Dube had just three weeks to prepare for her first event in singles after Davison's injury and two of them were spent choreographing and learning her two singles programs.

She finished seventh at the Eastern Challenge event in Mississauga, Ont., to earn a berth at nationals.

"It was weird to be on the ice by myself," Dube said. "At first I was a little bit lost, in the warmup I didn't really know what to do, it took me a long time to get going because obviously I'm not used to it," she said.

"Bryce and I always had our little routine, we always did the same warmup, I think that's what made it so weird, because when I stepped on the ice, I didn't have a plan, so I was like, 'Oh my God, I need somebody to take my hand and do something with."'

After the short program, Dube received a pep talk from Davison, who was in Mississauga to watch her skate.

"He just calmed me down, he just said you know what you have to do, just set a plan, so that's really helped me," said Dube.

She talks to Davison daily, and he was recently in Montreal to watch her training.

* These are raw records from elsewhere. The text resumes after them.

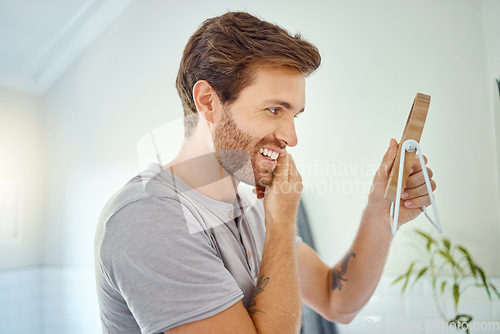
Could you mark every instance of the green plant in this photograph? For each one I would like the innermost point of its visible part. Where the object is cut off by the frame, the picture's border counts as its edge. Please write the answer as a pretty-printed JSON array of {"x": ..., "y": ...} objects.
[{"x": 449, "y": 268}]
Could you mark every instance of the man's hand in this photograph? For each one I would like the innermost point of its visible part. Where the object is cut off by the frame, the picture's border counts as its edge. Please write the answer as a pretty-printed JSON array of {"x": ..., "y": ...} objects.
[
  {"x": 413, "y": 197},
  {"x": 281, "y": 199}
]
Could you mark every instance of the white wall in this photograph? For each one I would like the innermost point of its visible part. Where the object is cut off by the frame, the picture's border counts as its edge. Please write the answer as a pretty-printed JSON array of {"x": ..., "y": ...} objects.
[
  {"x": 376, "y": 56},
  {"x": 22, "y": 158}
]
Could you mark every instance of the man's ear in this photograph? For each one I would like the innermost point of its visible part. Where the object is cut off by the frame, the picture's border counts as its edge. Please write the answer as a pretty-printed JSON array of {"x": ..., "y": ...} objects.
[{"x": 206, "y": 100}]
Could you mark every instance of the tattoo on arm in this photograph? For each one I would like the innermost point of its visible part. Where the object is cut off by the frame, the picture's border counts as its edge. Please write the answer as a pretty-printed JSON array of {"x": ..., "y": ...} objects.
[
  {"x": 259, "y": 288},
  {"x": 337, "y": 275}
]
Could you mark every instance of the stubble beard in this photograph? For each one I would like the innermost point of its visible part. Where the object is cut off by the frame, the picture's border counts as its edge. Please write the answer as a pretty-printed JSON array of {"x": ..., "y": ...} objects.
[{"x": 236, "y": 151}]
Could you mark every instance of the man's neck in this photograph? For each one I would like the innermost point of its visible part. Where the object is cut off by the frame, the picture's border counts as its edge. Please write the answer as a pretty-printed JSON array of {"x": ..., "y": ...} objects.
[{"x": 197, "y": 166}]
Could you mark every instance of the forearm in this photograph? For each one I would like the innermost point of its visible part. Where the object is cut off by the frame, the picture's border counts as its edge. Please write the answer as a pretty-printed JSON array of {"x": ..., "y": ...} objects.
[
  {"x": 353, "y": 280},
  {"x": 275, "y": 305}
]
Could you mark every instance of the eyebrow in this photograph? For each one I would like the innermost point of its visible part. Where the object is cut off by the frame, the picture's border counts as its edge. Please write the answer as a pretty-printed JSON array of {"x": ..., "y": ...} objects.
[{"x": 284, "y": 104}]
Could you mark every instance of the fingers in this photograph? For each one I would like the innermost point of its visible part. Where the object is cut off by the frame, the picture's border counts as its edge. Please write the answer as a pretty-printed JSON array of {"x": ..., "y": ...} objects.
[
  {"x": 417, "y": 178},
  {"x": 409, "y": 194},
  {"x": 282, "y": 168},
  {"x": 416, "y": 167},
  {"x": 418, "y": 202}
]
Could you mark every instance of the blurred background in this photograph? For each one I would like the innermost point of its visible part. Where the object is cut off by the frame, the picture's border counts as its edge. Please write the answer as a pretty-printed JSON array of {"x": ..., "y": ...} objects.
[{"x": 81, "y": 82}]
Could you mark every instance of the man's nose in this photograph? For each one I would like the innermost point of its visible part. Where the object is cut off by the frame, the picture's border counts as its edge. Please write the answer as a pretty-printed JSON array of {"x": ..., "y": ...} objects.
[{"x": 286, "y": 132}]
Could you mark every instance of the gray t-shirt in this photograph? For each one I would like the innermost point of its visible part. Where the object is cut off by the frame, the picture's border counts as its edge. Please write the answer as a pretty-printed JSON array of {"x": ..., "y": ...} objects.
[{"x": 167, "y": 255}]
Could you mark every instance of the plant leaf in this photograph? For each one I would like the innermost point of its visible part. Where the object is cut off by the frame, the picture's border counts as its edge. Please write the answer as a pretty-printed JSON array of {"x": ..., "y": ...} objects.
[
  {"x": 471, "y": 263},
  {"x": 447, "y": 257},
  {"x": 408, "y": 273},
  {"x": 456, "y": 294},
  {"x": 483, "y": 278},
  {"x": 443, "y": 285},
  {"x": 420, "y": 274},
  {"x": 495, "y": 290},
  {"x": 447, "y": 244}
]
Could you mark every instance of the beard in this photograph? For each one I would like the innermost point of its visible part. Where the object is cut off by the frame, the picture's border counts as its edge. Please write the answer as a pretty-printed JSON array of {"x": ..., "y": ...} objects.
[{"x": 236, "y": 152}]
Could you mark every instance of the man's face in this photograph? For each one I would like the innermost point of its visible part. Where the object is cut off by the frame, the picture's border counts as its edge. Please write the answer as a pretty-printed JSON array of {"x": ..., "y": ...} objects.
[{"x": 259, "y": 125}]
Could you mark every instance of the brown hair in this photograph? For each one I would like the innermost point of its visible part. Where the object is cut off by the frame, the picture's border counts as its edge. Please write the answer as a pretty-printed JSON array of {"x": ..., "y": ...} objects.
[{"x": 226, "y": 50}]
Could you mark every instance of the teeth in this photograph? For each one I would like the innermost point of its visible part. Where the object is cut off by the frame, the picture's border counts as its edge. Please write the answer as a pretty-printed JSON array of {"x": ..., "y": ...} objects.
[{"x": 272, "y": 155}]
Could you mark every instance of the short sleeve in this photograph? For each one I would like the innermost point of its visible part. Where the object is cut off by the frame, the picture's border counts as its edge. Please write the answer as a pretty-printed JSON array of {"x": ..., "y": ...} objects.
[{"x": 166, "y": 275}]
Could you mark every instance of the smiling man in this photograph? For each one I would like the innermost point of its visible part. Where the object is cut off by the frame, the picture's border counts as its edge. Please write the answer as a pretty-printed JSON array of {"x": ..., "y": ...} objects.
[{"x": 186, "y": 248}]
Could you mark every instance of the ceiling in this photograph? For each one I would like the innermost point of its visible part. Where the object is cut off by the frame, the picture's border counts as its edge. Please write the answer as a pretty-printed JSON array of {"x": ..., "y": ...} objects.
[{"x": 39, "y": 40}]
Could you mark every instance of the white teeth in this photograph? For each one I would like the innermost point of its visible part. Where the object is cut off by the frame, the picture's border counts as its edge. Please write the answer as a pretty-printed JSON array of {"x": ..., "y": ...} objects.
[{"x": 272, "y": 155}]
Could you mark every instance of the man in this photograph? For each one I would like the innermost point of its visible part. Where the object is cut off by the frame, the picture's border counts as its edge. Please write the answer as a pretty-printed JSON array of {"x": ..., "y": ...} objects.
[{"x": 184, "y": 248}]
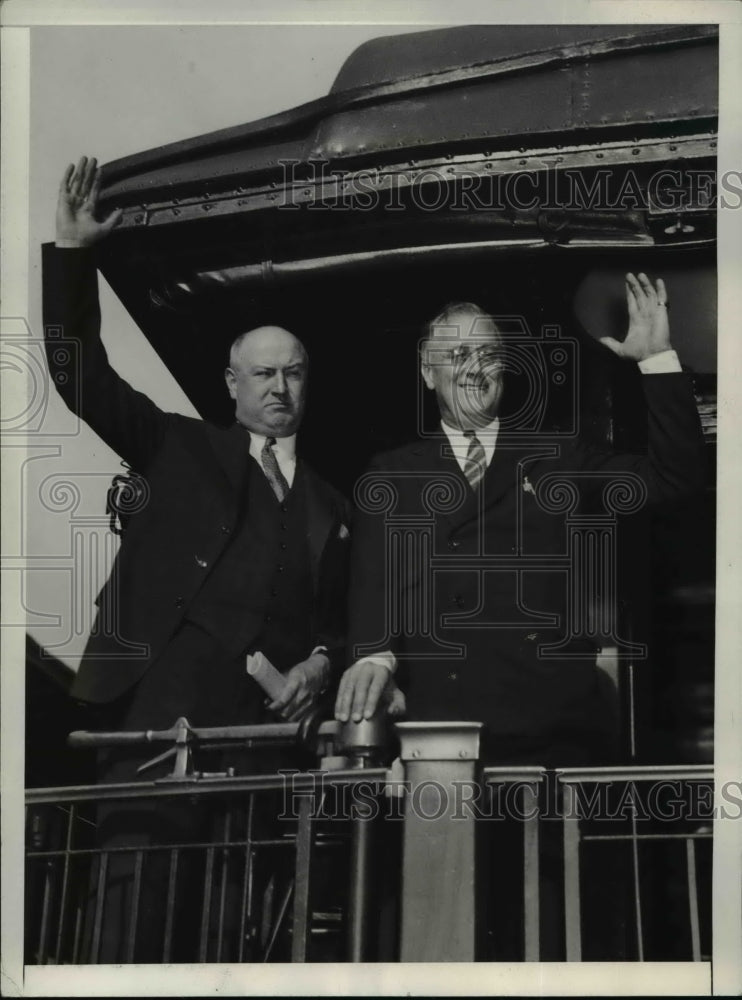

This isn't the first time a serious mishap has separated the two. At the Four Continents in Colorado Springs in 2007, they were doing side-by-side camel spins when Davison's blade slashed Dube's face. The gash required 83 stitches to close and the two underwent counselling for post-traumatic stress disorder.

Cynthia Phaneuf of Contrecoeur, Que., will be the favourite to win the women's singles in Victoria in the absence of six-time champion Joannie Rochette. Rochette, who won bronze at the Vancouver Olympics just days after her mom's death, is taking the season off to ponder her future.